Data Warehouse / Data Mart Archiving and
Extension Integration Examples
Example 4: Combine Data Warehouse (or Data Mart)
Data with Archived Data Warehouse Data
Many enterprises now archive older, infrequently used snapshots of
data warehouse data to other media. Because the data is not
contiguous with the data warehouse, it may be difficult to satisfy
one-off queries that span the two data forms. The easiest and
fastest way to combine these sets of data is to use virtual data
federation technology. Rather than physically (re)loading archived
data into the data warehouse, the BI team can quickly create a
virtual environment with EII technology. When the query completes,
the virtual combination can be just as quickly dismantled.
The advantages and drawbacks to this approach are the same as
for a virtual data mart (Example 2). Fortunately there is one other
advantage for this virtual scenario: usually very few users require the
ability to span long timeframes of data warehouse data so their
queries will usually not affect the performance of other users.
Example 5: Combine Data from Multiple Data
Warehouses
Another scenario all too common in enterprises today is the
existence of multiple data warehouses. The reasons for this are varied – mergers and acquisitions, political or cultural constraints,
and security or privacy concerns to name just a few. Inevitably, a
request will come up that requires data from these warehouses.
Without having to overhaul the entire BI environment, such requests
can often be satisfied by using virtual data federation techniques to
create a virtual connection between the physical stores.
The advantages are similar to those for a virtual data mart – speed,
low cost, no movement of data, and ease of maintenance.
However, there is one significant concern to resolve – it is doubtful
that the various data warehouses were built using an overarching
standard data model. Therefore, they most likely will not have used
consistent formats, names, data quality activities, calculations, etc.,
during their data consolidation processes. If a virtual connection is
to be made between these repositories, then these disparities must
be abstracted or easily transformed.
Operational Data Store Integration Examples
The operational data store (ODS) is a sister to the data warehouse,
similar in some aspects, but also similar to operational systems in others.
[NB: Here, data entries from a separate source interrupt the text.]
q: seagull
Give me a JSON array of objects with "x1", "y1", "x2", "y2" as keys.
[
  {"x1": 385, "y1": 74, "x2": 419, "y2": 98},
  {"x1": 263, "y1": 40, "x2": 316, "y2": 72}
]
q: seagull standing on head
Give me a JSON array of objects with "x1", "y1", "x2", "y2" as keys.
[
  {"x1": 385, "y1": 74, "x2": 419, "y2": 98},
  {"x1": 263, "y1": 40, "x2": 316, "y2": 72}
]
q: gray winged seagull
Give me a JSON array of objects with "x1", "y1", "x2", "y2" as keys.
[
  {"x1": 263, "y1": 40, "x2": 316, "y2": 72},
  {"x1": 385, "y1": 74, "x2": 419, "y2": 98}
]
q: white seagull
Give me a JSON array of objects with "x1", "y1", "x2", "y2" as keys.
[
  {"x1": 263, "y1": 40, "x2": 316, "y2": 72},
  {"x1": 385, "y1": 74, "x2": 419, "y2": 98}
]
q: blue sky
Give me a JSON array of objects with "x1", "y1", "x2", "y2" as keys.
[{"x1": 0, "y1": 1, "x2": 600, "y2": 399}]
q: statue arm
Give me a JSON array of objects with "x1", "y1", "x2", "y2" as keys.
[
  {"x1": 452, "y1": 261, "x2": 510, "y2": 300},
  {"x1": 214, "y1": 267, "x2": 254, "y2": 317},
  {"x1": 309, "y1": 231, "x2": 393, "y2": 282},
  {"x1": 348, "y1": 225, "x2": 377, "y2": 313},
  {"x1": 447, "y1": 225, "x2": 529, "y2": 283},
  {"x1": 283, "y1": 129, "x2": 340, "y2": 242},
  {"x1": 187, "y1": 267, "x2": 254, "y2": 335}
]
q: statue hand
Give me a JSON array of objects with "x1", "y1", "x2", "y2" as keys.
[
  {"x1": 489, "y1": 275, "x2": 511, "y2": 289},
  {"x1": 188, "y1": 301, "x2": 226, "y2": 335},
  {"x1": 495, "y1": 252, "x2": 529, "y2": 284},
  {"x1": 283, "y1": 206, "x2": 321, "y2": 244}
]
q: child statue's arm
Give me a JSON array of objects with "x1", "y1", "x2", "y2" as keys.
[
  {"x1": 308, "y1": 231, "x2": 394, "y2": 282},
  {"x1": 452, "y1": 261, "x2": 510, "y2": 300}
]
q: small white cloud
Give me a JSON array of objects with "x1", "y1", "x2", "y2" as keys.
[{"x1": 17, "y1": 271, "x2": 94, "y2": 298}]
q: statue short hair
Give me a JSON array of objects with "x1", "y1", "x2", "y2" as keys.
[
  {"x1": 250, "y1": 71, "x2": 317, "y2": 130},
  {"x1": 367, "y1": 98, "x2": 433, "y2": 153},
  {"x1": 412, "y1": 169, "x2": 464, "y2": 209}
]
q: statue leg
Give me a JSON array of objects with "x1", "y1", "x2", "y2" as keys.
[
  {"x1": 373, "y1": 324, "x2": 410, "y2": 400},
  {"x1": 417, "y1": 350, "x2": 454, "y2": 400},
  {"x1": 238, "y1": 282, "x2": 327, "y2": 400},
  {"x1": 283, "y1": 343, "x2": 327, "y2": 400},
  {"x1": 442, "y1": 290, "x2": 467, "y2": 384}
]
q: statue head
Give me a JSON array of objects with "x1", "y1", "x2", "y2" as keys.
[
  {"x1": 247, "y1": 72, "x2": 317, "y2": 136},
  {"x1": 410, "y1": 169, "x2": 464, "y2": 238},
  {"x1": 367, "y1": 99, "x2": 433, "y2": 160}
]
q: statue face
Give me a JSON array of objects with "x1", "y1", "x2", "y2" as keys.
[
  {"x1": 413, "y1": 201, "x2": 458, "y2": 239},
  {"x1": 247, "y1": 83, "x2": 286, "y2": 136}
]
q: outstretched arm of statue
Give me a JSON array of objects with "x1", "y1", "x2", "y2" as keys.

Like the data warehouse, the ODS contains integrated, cleansed data
for usage in reporting and analytics. But there the similarities end. The
ODS contains current – or as current as the technology will allow – data
that is updated rather than stored as historical snapshots. Little history is
stored in the ODS which, along with the update status of its data, makes
it similar to operational systems.
The ODS is often used to create management reports on operations or
to perform analyses on current events like campaigns or other sales
events, channel activities, inventory statuses, daily sales, etc.